My pen doesn’t pick up my stammer. It doesn’t capture my fears in a volume. It isn’t held by shaking, sweaty hands. It doesn’t stand between me and the crowd. It’s designed for my hands, not my lips. It’s designed for my mind, not my mouth. It’s easier, it’s simpler. It doesn’t add my voice to my words. It doesn’t pick up my slurred speech. My pen isn’t a microphone.
My pen prints all my thoughts without interruption, without my stammering. My pen prints difficult words without pause, without hesitation. My pen doesn’t pick up my poor enunciation. My pen isn’t a microphone.
Blogging isn’t like public speaking.
I recently delivered a speech about my work with the Canadian Centre for Bio-ethical Reform. And halfway into the speech, my tongue felt it was beginning to swell. My lips felt like they were stitched together. I started to speak too fast. Then I stammered on my words. I slurred on my words. I avoided the three-syllable words I feared to enunciate. I needed to pause, breathe, and continue. But I was embarrassed. I didn’t want the audience see me like that.

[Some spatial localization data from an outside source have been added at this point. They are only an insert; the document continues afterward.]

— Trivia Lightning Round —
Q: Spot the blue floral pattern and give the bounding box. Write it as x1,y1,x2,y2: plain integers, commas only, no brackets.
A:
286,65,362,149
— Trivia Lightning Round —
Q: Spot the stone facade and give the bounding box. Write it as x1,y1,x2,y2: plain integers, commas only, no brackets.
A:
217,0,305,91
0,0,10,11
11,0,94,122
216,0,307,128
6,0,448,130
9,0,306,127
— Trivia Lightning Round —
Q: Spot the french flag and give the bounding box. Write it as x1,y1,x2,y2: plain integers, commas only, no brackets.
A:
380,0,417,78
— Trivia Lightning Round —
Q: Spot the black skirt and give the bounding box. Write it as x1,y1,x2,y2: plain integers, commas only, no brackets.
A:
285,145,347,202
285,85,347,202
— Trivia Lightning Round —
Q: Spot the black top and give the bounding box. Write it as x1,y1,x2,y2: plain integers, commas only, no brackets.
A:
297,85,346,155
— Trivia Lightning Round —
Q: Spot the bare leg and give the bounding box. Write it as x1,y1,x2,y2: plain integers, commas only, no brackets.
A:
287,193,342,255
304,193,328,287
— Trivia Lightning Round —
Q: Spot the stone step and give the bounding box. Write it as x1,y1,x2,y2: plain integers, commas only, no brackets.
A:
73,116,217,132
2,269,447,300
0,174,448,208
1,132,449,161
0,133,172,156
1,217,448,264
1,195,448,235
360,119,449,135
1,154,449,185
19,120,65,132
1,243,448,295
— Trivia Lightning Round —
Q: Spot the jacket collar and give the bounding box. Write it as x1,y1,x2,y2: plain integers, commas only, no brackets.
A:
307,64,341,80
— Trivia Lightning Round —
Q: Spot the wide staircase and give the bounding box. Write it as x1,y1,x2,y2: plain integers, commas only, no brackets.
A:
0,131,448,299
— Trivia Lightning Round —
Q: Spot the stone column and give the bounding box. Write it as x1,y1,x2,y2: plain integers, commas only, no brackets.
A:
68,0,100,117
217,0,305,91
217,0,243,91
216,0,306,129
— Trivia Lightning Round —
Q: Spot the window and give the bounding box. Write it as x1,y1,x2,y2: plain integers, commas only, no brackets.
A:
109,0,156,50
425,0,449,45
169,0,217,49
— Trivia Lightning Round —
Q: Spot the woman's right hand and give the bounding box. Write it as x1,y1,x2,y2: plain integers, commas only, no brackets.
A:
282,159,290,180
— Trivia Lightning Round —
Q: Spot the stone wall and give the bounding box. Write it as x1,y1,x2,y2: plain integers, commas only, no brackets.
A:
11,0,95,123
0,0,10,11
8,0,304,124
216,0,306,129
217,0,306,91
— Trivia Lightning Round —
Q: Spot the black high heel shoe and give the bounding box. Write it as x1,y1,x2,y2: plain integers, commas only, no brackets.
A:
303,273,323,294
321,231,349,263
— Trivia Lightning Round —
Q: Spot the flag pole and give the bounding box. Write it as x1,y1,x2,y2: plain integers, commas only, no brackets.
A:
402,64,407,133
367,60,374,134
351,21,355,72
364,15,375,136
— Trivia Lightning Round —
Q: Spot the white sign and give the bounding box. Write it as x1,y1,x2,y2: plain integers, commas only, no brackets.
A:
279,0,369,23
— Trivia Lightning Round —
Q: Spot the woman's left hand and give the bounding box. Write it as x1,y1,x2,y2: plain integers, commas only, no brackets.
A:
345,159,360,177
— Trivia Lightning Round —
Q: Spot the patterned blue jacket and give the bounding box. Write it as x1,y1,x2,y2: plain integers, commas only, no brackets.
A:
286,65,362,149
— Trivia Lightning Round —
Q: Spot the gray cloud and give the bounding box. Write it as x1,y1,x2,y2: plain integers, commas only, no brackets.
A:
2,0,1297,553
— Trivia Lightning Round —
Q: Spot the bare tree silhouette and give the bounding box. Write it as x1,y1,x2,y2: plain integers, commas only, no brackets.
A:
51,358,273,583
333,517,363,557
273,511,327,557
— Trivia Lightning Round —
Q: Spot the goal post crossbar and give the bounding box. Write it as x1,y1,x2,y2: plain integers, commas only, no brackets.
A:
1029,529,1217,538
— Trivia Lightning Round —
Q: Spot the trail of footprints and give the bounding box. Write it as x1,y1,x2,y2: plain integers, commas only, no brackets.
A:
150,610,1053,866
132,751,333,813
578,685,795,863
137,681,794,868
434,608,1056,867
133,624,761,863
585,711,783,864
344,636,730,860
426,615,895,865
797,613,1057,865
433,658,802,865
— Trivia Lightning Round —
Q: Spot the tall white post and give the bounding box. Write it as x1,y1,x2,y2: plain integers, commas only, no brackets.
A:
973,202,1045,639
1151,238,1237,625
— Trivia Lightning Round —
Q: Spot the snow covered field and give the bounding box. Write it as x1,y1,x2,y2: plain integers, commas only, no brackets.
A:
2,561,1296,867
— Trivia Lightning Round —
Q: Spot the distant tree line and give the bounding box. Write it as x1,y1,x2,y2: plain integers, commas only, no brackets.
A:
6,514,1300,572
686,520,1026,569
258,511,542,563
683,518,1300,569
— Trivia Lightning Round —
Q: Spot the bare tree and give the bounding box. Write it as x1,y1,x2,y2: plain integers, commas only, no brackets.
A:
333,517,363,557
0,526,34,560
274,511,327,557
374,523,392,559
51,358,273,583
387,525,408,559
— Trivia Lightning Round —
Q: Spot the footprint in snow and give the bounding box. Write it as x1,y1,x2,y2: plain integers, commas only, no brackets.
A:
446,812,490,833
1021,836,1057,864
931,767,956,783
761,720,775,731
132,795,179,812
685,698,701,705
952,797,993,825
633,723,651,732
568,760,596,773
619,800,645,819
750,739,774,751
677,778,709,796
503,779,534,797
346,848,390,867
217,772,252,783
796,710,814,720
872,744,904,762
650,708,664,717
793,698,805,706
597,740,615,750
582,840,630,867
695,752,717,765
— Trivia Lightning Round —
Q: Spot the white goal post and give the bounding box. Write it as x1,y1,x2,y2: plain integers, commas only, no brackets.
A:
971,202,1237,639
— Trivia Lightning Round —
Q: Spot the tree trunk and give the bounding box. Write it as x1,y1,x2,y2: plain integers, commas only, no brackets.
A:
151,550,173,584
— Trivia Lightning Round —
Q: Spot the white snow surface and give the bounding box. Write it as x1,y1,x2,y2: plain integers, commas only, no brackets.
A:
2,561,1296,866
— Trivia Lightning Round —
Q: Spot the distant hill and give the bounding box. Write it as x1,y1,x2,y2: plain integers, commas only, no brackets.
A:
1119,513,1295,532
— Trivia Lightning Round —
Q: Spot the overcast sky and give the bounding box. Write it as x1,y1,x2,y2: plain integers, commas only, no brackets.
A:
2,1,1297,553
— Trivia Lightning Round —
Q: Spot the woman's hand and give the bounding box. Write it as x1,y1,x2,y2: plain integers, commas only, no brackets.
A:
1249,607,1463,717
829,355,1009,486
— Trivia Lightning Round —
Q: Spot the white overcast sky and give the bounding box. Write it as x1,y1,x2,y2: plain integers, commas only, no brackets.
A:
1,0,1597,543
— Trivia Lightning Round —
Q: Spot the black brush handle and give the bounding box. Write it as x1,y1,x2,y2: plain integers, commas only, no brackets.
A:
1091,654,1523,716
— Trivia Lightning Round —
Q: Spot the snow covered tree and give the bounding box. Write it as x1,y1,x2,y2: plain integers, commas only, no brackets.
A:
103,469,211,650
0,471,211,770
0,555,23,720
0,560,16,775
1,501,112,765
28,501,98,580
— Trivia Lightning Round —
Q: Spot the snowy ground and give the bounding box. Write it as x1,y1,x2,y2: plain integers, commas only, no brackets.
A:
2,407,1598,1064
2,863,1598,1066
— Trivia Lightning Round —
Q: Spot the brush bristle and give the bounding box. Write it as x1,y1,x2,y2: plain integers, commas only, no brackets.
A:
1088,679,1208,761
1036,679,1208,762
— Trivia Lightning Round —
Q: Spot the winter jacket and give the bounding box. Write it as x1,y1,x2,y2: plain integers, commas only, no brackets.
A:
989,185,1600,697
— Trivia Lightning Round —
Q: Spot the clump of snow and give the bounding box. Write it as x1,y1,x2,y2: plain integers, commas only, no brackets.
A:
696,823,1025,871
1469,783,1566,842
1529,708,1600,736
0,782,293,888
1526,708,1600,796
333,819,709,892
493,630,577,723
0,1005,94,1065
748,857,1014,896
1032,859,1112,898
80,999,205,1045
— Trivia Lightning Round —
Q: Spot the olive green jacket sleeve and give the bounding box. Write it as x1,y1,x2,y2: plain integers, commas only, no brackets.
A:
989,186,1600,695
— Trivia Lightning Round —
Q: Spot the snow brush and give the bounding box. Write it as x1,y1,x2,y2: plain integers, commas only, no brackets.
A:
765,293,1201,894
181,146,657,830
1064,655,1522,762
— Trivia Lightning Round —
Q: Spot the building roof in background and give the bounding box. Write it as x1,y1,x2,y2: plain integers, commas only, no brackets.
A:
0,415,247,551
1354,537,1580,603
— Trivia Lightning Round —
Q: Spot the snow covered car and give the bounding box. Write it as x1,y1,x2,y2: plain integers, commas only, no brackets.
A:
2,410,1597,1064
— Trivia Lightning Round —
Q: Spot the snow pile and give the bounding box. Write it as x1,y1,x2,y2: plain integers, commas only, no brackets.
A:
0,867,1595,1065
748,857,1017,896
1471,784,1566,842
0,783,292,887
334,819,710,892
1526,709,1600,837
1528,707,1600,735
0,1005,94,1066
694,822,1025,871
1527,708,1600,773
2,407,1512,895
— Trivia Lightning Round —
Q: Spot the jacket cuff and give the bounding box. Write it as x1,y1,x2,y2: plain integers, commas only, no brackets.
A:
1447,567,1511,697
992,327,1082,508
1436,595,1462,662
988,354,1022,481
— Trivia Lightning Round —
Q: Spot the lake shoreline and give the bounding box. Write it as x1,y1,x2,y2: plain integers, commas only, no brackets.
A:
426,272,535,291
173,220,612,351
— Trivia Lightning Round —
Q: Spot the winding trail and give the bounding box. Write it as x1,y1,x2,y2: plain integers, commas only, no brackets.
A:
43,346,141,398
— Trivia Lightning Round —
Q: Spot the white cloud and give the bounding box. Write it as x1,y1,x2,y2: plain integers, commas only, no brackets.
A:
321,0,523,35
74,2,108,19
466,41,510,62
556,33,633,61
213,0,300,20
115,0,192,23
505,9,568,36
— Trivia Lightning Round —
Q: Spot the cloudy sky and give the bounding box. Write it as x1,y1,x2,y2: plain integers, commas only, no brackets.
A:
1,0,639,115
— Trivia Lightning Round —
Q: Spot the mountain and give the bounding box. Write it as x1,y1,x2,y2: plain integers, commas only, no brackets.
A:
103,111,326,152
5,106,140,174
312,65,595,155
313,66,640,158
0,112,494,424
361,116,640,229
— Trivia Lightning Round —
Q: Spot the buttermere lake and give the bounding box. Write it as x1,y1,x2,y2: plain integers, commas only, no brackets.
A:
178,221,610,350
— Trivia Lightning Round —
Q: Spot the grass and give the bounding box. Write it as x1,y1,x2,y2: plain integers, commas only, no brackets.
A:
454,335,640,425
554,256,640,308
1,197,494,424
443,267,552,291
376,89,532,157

I’m striving to become a better [public] speaker. It’s one of my roles at Canadian Centre for Bio-ethical Reform, after all. I commit several hours during the week to train myself to improve as a public speaker. However, it’s not difficult to draft a speech; it’s harder to deliver it. I’m not afraid of my pen. I’m afraid of the microphone.
I am reading several books and performing several assignments to improve my speech. I am doing what I used to do several years ago to improve my writing. I used to be afraid of my pen. I couldn’t move my pen on paper the way I wanted to. I couldn’t write as clearly as I wanted to. I believed that I was a horrible writer who could never become a more consistent blogger. But I worked hard to improve. My pen doesn’t make me nervous anymore.
And if I keep working hard to improve my speech, maybe the microphone won’t make me nervous anymore too.